Life Skills

Children want to perform the day-to-day activities they see adults perform. A central motif in Montessori thinking is: “Help me do it myself!”

The classroom’s Life Skills learning area is designed to help children develop the skills necessary for life. It is the setting for activities in:

  • Early Activities & Ground Rules
  • Manual Dexterity
  • Care for Self
  • Care of the Environment
  • Social Skills/Grace & Courtesy

Maria Montessori believed that children have a will to self-sufficiency; they want to perform those day-to-day activities that they see adults perform — to wash their own hands, pour water, cut with scissors, unscrew bottles, lay the table, polish and lace their shoes.

For very young children however such tasks can be difficult, Montessori observed. She therefore devised and introduced into the Casa dei Bambini an interwoven set of activities to help children master these specific tasks and begin to care for themselves and their environment.

The objects used in these activities are specially manufactured household tools —  mops, brooms, dustpans, brushes — made lighter, child-sized and of natural materials such as wood. This equipment, Montessori wrote, “satisfied the need [children] have of moving about intelligently.”

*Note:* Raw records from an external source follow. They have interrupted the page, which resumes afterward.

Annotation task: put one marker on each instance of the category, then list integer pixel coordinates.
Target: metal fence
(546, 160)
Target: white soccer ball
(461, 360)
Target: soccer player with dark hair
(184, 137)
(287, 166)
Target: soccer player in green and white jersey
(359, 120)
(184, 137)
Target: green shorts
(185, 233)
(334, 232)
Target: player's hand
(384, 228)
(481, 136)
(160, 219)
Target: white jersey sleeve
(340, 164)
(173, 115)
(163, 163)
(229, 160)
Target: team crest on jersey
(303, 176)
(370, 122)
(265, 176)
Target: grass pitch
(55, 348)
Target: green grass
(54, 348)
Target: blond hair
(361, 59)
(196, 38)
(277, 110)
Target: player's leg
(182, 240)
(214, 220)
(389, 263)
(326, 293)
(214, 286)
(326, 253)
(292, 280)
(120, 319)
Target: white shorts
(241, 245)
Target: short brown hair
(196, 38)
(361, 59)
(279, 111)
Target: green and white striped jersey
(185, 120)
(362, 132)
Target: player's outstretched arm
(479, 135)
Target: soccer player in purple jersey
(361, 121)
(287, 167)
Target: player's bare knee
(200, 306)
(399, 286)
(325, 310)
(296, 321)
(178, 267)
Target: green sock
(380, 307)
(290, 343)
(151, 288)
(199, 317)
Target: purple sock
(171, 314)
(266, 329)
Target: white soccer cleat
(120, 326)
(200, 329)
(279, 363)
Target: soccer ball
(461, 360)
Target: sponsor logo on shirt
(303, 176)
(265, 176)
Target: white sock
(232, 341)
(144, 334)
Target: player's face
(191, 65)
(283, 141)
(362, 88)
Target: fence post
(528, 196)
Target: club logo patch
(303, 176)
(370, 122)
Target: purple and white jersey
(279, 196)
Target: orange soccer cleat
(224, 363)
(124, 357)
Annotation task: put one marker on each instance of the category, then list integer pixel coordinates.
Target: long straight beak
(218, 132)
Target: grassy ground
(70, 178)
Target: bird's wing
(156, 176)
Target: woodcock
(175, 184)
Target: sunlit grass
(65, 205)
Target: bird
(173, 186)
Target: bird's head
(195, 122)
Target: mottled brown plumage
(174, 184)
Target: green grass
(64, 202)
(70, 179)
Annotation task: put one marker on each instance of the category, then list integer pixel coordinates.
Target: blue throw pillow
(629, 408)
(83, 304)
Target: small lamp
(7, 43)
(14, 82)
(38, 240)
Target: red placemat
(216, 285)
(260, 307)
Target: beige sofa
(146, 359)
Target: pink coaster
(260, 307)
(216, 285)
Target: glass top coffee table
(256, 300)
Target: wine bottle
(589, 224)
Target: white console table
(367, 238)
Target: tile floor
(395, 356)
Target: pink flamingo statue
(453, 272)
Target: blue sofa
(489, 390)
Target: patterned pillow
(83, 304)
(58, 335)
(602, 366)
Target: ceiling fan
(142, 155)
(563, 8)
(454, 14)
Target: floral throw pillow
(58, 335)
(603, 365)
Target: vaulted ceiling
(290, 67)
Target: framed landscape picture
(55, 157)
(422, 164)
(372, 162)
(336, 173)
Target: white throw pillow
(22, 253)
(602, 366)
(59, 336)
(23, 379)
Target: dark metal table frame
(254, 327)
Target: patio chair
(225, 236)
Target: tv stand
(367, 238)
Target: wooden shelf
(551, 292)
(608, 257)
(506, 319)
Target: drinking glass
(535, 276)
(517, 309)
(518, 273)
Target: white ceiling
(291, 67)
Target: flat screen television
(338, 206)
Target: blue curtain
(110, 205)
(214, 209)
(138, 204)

Early Activities & Ground Rules

To engage in these and other activities requires a secure and peaceful environment, which is fostered in the Casa Dei Bambini by Ground Rules. As children follow these rules they gain care and respect for themselves, for others and for the environment. In such a harmonious milieu children possess the freedom to choose their activities, to concentrate and to create.

With freedom comes responsibility; children may work with any material as long as they do so respectfully; they may carry out any activity provided they have been given a presentation about it by an adult guide; and upon finishing their work they are responsible for pushing their chairs back under the table, or, if they’ve been working on the floor, for rolling up their own mats and putting them away tidily. They mop up their own spills.

Manual Dexterity

With ground rules set, children focus on developing their fine motor skills and hand-eye coordination. Montessori wrote:

The child’s intelligence can develop to a certain level without the help of his hand. But if it develops with his hand, then the level it reaches is higher, and the child’s character is stronger … The facts are that a child’s character remains rudimentary unless he finds opportunities for applying his powers of movement to his surroundings.

In various activities then, children transfer with spoons, pour from bottles, open and close lids. To learn the important tripod grip — necessary for future writing — they grip with tongs and tweezers, draw into and squeeze out of pipettes, lock and unlock padlocks, and screw and unscrew nuts and bolts. They also learn to fasten and unfasten buttons, buckles and togs by using child-sized dressing frames.

In performing Life Skills activities, children are at work. Montessori biographer E. M. Standing wrote: “It is by a habit of work that children learn how to move their hands and arms and to strengthen their muscles.”

Care for Self

“The child’s first instinct is to carry out his actions by himself, without anyone helping him,” wrote Dr Montessori; indeed, adults often hear children exclaim: “I want to do it!” Children want to wash their hands, clean their teeth, brush their hair, blow their nose, dress and undress, cook, and so on.

When children undertake these activities they learn to take care of themselves, just as adults do. A central motif in Montessori thinking is: “Help me do it myself!”

Care of the Environment

In activities focusing on care of the environment, children interact respectfully and lovingly with their surroundings and with nature so that they may acquire personal responsibility towards where they live — their homes, school and wider community.

Such activities include clearing up — brushing tables, washing dishes, sweeping & mopping floors, raking leaves — and weeding the garden and arranging flowers.

Children may also cultivate flowers and vegetables in a carefully-planned area of land outdoors. They dig, weed, plant and harvest using right-sized tools.

Social Skills / Grace & Courtesy

In a Montessori environment the role of the adult is modeling moving around a space  peacefully— even if crowded — and handling materials gently. Children walk slowly and carefully when carrying materials so as to avoid dropping a tray or a chair or colliding with others. They learn patience by waiting for other children to finish using equipment.

Seeing that children enjoy being shown very precisely how to behave socially, Dr Montessori introduced activities involving grace and courtesy. Gentle words are spoken such as “please” and “thank you”, a conversation is interrupted courteously, a chair offered, compliment paid, a person greeted.

These activities help foster children’s self-discipline and not so much competition as cooperation.